High risk CHM has base-line hCG over 100,000 milli IU/ml, uterine
size greater than gestation age, ovarian theca lutein cyst over 6cm,
associated medical factors (hyperthyroidism), and maternal age over 40
years or less than 18 years [217-219].
When postmolar evacuation follow-up is inadequate or when GTN
diagnosis is inaccurate, optimal management may not be made in
sufficient time. This results in increase in morbidity and mortality.

3.8.2 GESTATIONAL TROPHOBLASTIC NEOPLASIA (GTN)

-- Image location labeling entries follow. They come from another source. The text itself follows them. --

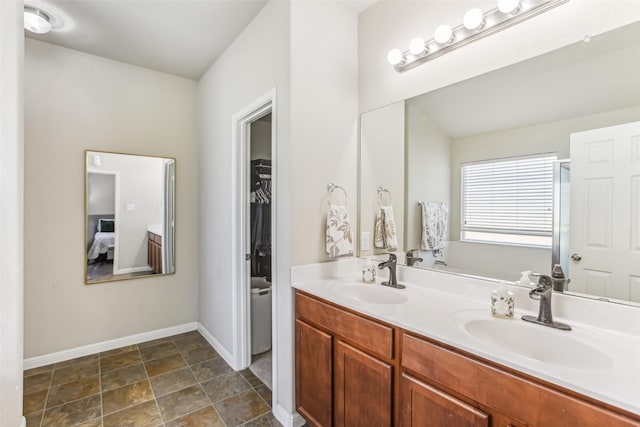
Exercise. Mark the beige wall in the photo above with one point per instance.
(324, 120)
(254, 64)
(392, 24)
(428, 171)
(11, 219)
(73, 102)
(382, 135)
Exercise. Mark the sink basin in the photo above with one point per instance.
(537, 342)
(372, 294)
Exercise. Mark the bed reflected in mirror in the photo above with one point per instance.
(129, 216)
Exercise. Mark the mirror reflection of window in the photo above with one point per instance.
(534, 106)
(130, 216)
(508, 201)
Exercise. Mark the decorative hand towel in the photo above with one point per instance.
(339, 241)
(434, 226)
(385, 232)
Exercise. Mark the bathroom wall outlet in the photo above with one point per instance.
(365, 241)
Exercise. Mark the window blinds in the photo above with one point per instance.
(511, 196)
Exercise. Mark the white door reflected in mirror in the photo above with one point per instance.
(129, 216)
(492, 126)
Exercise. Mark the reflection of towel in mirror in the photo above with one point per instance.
(339, 241)
(384, 235)
(434, 226)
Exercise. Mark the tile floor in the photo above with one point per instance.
(178, 381)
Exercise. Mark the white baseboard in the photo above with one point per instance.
(287, 419)
(222, 351)
(85, 350)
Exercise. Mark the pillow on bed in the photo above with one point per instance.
(106, 225)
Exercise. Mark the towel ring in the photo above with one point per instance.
(331, 187)
(381, 191)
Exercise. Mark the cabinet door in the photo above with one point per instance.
(363, 389)
(313, 374)
(424, 405)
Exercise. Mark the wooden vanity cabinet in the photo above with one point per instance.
(424, 405)
(154, 252)
(352, 370)
(510, 399)
(344, 366)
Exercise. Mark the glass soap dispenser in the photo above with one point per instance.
(368, 271)
(502, 302)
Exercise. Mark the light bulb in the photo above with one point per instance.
(443, 34)
(508, 6)
(473, 19)
(394, 56)
(417, 46)
(36, 20)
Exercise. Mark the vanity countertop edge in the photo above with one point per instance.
(431, 312)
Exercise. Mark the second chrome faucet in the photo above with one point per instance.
(543, 292)
(391, 264)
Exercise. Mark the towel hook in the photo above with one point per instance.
(331, 187)
(382, 190)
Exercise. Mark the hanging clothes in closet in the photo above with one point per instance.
(261, 218)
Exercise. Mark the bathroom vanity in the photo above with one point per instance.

Compared with many other human malignant tumors, the decrease in


mortality with chemotherapy treatment is outstanding. This dramatic
improvement in cure rate results from the specific biomarker β-hCG
RIA and sensitive chemo-agents. Currently, low risk GTN has the cure
rate of nearly 100%. However, in spite of tremendous improvement, the
treatment of high risk HM and GTD is still not satisfactory in poorly
developed countries. The mortality of ultra-high risk GTN is around
40~50% [220].
On the global trend, the incidence of GTD is on the decrease, yet the
remission rate of high risk patients is not satisfactory.

74
Epidemiology

The 5-year survival rate of CC in Japan was very low in the past. It
increased from 23.1% in the 1960s to 52.6% in the 1970s. This has
improved to 86.7% and 85.8% in the 1980s and 1990s [117].
In Korea, the survival rate of GTN patients improved from 73.2% in
1970s, to 92.9% in 1980s, to 96.1% in 1990s, to 96.6% in 2000s [51-52,
64]

3.8.3 OVERALL REMISSION OF GTN

Development of chemotherapy and improvement of general health


services are directly responsible for improved survival. Better
socioeconomic state and improved nutritional conditions are indirect
causes. We hope that studies on genetic factors will shed new light on
our understandings of the disease.
The 26th Annual report from FIGO on Gynecologic Cancer Treatment
shows the total number of GTN has decreased since 1938 (1979-1981).
Patients are mostly 25-29 years old and 82.7% of patients are under the
age of 40, which indicates that this is a tumor of young females [221].
The 5-year survival rate of GTN is 92.7% in the 2000s. However, when
analyzed in depth, the rate is 61.9% for stage IV compared with 97.3%
of stage I, which clearly shows the problem of this disease [221].
Management of recurrent and drug-resistant GTN remains the
biggest challenge in striving towards 100% survival even in the best
centers in the world.

3.9 SUMMARY

Gestational trophoblastic disease is still an important reproductive


health problem worldwide. The problem is that much information of
GTD has come from less developed countries, where proper diagnostic
tools and up-to-date treatment cannot be employed. Maternal age,
previous HM, race and geographical region have been identified as clear
risk factors for GTD. Etiological factors of GTD have long been
studied but no definite causes have yet been found. However, it can be
speculated that during gametogenesis and fertilization, the risk factors
may act synergistically. Genetic sub-classification may be helpful in this
context. Geographic variations of incidence exist but are inextricably
linked with above-mentioned risk factors. Important prerequisites for
accurate evaluation are common denominators, standard classification
and definition of index cases, and same-study methodology. The
development and improvements in suction curettage, termination of
pregnancy, contraceptive techniques, diagnostic imaging and
biochemical testing have been associated not only with a fall in the birth
rate but also with a reduction in the incidence of trophoblastic disease.
Further investigations on possible etiological factors based on case-
control studies in different geographic settings are essential.